I’m a big fan of this guy. I don’t know if it is just that I am getting (relatively) older, but I remember pulling out my dad’s real tools since I was 5 or 6 and taking them into the sandbox or the back field or wherever. So at ages 9 and 11, I figured they should start a project that is hard for them.
They both thought of projects they wanted to do: a pencil holder and a nightstand for a doll. Seven hours later we emerged. All I did was cut wood on the table saw. I made the girls find wood from the scrap pile, lay out their project, figure out how they wanted to attach things, how to hold down a workpiece, drill the holes, screw things together, and sand everything. It took 6 hours. And a lot of patience. But as they were getting in the van to go home, I overheard one say “check it out, I MADE THIS!”

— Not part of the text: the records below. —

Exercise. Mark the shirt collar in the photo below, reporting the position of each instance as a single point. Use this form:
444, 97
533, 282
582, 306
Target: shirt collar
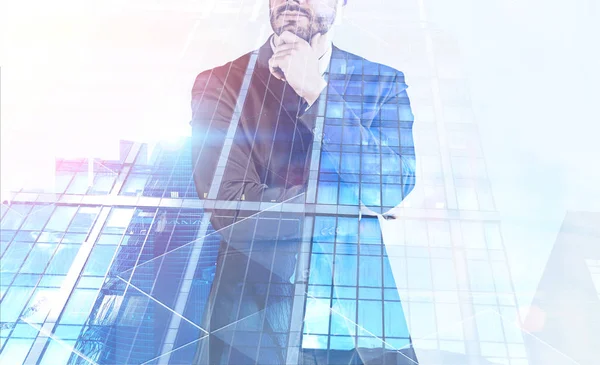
323, 60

I turned my roubo-workbench-in-progress upside down and put it outside for the little one. He spent a lot of the time actually doing stuff. I’m convinced kids even as young as 2-3 can tell what is a real tool. Real tools do something—when you file the edge of the board, shavings come off.
Laying out the project. I was running short on safety glasses, so one looks like a pilot.
Cleaning up. The younger one was awesome. The older one kept disappearing.